On the other hand, there are two other notable differences here. First, there has always been what you might call “heightened scrutiny,” to borrow a phrase, when it comes to schools, day care centers, and other programs, institutions, etc., that involve contact with minors. Second, the school district is public, supported by tax dollars, which places the school district in a position similar to any other governmental agency in terms of its accountability.

Mantronikk

April 19th, 2014

http://heteroseparatist.blogspot.com/search/label/Rob%20Tish%20challenge

Max-1

April 24th, 2014

Yet, no rush to file a complaint letter filled with a bevy of names supporting Crystal Moore, former Police Chief of Latta, S.C.

How so?

She was run out of her long held position.

Max-1

April 24th, 2014

Sure, boycott Mozilla…
… And what halts the boycott?

Forcing Mr. Eich back into a position he wilfully resigned from? Get real, people.

Silly is as silly does…
… Never thinks it through to the end.

Michael Bussee

April 24th, 2014

“Even so, I wouldn’t have called for Brendan Eich’s resignation, partly because I don’t think opposition to same-sex marriage (as opposed to, say, membership in the KKK) is proof positive of hatred and bigotry.”

No? What is it then? In my mind, opposing equal treatment under law is indeed “proof positive” of bigotry — whether it’s based on race, gender, ethnicity, gender identity or orientation. Why would you create a separate category or exception for anti-LGBT prejudice?

Michael Bussee

April 24th, 2014

I would also like to know your response to StraightGrandmother’s question:

“Is there a difference between one being a slur which clearly demonstrates hatred, or giving money which contributes to societal hatred of a minority group?

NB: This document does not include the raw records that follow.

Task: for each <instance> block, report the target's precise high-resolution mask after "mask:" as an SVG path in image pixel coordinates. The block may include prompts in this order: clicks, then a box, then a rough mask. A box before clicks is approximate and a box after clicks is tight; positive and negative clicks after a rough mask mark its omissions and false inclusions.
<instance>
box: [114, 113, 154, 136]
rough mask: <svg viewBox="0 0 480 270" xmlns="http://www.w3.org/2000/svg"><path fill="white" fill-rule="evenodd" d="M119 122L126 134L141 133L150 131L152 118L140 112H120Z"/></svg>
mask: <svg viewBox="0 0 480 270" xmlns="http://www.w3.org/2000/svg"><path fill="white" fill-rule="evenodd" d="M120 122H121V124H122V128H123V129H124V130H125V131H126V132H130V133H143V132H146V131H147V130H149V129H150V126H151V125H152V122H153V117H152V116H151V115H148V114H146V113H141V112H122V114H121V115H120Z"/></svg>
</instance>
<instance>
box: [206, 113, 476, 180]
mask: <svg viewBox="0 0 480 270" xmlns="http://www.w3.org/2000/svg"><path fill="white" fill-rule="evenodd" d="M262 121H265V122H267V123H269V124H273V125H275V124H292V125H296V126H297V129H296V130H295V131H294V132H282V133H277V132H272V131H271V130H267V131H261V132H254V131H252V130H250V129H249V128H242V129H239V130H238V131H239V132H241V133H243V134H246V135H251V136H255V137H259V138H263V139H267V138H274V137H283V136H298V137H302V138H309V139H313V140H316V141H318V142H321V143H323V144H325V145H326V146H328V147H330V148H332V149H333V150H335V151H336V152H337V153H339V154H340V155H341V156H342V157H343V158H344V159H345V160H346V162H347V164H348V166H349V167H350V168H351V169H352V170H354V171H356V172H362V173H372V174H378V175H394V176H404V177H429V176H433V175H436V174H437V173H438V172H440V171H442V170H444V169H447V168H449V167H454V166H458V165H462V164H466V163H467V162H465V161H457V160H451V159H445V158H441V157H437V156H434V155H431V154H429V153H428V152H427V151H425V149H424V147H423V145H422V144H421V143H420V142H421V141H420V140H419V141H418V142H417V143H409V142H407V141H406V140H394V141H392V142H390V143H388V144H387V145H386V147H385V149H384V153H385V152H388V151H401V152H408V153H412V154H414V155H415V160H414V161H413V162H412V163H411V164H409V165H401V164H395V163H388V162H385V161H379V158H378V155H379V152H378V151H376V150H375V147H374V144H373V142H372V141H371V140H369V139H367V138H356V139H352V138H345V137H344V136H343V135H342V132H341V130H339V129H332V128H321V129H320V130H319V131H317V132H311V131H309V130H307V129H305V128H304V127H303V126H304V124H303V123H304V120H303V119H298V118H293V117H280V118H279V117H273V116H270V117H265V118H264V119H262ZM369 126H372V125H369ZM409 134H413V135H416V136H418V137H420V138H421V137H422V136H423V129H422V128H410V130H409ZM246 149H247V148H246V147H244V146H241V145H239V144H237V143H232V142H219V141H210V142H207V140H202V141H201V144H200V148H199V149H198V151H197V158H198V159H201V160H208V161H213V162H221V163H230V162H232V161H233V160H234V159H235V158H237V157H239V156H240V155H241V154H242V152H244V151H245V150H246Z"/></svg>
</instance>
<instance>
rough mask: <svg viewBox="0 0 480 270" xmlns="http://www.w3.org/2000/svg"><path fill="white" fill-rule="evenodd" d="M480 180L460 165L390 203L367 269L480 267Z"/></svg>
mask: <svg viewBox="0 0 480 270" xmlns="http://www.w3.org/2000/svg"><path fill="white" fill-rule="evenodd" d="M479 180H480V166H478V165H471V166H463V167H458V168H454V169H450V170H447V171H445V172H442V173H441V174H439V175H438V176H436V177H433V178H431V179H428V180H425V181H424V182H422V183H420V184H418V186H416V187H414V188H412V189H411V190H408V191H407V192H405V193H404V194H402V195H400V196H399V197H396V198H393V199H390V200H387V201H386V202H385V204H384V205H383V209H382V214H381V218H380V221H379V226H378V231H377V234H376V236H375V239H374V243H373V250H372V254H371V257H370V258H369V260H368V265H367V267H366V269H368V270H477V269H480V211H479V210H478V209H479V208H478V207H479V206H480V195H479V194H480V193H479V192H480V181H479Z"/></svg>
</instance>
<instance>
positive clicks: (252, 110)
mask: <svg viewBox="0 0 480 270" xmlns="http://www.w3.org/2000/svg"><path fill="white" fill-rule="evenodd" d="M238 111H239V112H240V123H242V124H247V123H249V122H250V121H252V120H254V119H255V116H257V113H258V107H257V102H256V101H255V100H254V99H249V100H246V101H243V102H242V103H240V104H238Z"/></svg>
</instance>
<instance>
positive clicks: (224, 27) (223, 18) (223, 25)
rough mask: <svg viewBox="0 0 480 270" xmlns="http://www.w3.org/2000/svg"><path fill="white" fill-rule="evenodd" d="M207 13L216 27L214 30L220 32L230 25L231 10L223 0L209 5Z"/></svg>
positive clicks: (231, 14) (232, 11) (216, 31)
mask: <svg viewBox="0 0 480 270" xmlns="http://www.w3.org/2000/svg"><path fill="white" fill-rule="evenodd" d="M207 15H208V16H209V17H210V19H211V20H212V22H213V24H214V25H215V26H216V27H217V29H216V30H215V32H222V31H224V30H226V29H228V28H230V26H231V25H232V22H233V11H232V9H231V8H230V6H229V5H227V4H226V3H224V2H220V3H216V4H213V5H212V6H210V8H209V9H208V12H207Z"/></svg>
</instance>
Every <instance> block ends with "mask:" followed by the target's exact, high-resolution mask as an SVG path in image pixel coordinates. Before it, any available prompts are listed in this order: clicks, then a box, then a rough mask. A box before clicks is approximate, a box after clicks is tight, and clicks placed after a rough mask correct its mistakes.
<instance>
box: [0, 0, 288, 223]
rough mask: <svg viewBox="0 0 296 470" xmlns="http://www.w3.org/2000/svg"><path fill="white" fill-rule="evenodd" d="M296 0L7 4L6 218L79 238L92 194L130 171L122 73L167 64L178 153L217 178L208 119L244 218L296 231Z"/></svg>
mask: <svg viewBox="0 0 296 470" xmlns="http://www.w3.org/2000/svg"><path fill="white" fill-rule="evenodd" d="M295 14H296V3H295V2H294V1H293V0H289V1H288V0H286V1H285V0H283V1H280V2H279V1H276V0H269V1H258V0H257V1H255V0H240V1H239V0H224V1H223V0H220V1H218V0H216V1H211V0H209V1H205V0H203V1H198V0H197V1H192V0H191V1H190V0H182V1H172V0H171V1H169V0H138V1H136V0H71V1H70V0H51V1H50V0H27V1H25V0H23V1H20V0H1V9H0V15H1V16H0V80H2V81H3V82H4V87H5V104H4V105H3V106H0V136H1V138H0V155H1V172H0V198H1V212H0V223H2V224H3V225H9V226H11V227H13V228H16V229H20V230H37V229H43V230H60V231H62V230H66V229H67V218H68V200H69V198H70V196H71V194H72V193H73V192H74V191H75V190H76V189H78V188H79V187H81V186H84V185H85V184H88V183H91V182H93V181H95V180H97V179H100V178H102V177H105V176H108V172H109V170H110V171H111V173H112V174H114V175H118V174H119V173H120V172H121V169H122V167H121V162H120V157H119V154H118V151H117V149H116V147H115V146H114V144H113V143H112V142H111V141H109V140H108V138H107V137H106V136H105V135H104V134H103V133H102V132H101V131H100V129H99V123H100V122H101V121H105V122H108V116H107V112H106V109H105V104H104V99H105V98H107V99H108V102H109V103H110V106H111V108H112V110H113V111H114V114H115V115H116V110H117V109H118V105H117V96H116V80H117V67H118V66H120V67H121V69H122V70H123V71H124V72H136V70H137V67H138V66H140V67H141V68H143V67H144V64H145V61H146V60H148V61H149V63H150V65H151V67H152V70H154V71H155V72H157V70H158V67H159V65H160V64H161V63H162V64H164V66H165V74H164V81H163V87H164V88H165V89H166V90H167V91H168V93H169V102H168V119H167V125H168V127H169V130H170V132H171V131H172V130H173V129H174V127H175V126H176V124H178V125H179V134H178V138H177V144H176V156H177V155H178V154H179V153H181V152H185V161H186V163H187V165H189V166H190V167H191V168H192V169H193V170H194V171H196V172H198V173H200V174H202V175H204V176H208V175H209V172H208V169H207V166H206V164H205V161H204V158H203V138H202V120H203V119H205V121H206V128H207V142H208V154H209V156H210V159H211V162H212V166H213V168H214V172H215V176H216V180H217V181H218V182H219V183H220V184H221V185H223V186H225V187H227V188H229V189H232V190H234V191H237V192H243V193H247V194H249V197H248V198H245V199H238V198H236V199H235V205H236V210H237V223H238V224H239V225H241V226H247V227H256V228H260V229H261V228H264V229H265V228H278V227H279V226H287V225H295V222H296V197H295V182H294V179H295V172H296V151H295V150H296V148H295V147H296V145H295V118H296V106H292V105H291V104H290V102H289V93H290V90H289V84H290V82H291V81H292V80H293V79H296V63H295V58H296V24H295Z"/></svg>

Or giving money to in support of denying equal treatment under law? If so, what’s the distinction?

Michael Bussee

April 24th, 2014

I don’t understand why anti-LGBT prejudice (or efforts to deny LGBT persons equal treatment under law) should be treated any differently than other types of bigotry. Really, if the guy had donated to anti-Jewish causes or anti-black legislation, wouldn’t it be reasonable to expect public outcry? And wouldn’t we expect that the company might decide that they would rather not have him as a representative of their business and values?